One of the most recognised and loved pictures in all modern art is likely to disappear from public view in Britain for ever, when Picasso's Child with a Dove heads overseas to its new private owner.

The picture, painted in 1901, was valued at around £50m and sold last year at Christie's by the Aberconway family. Depicting a small girl cradling a bird, the painting has become an emblem of peace, and marks the beginning of Picasso's innovative Blue Period. It was bought in 1928 by the textile magnate, art collector and benefactor Samuel Courtauld, who loved it so much that he kept it in his bedroom.

Child with a Dove, currently at the Courtauld Gallery in London, has been on long loan to major public collections since the 1970s, but its anonymous new owner is not obliged to put it on show. A temporary export bar lapsed in December, leaving the buyer free to take the work abroad, although it was agreed that the painting be lent first to a Courtauld show, until 26 May.

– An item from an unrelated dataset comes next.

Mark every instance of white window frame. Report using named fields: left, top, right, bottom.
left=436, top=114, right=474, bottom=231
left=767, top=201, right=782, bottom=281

Dr Barnaby Wright, curator of the exhibition, Becoming Picasso: Paris 1901, revealed that the picture was painted straight over an earlier work by the artist who, at 19, was an impoverished new arrival on the Paris art scene, re-using expensive canvases.

Attempts failed last year to raise the funds to keep the work in Britain, despite expert advice to Arts Council England that Picasso was poorly represented in British collections, which were slow to recognise the artist. The National Gallery was busy finding £50m to buy Titian's Diana and Callisto from the Duke of Sutherland.

Alan Yentob, creative director at the BBC, said: "With arts cuts the way they are, it's going to be increasingly difficult. [The Picasso leaving the country] is, of course, a catastrophic loss. [But] it's about being realistic: work is going to leave."

Brian Sewell, art critic of the London Evening Standard, took a more robust view: "It's absolute twaddle to think that art should be 'owned' by the public. [Child with a Dove is] widely rumoured to have been sold to Qatar, where they're opening a new museum, in which case, it will still be available to the public, just a different public."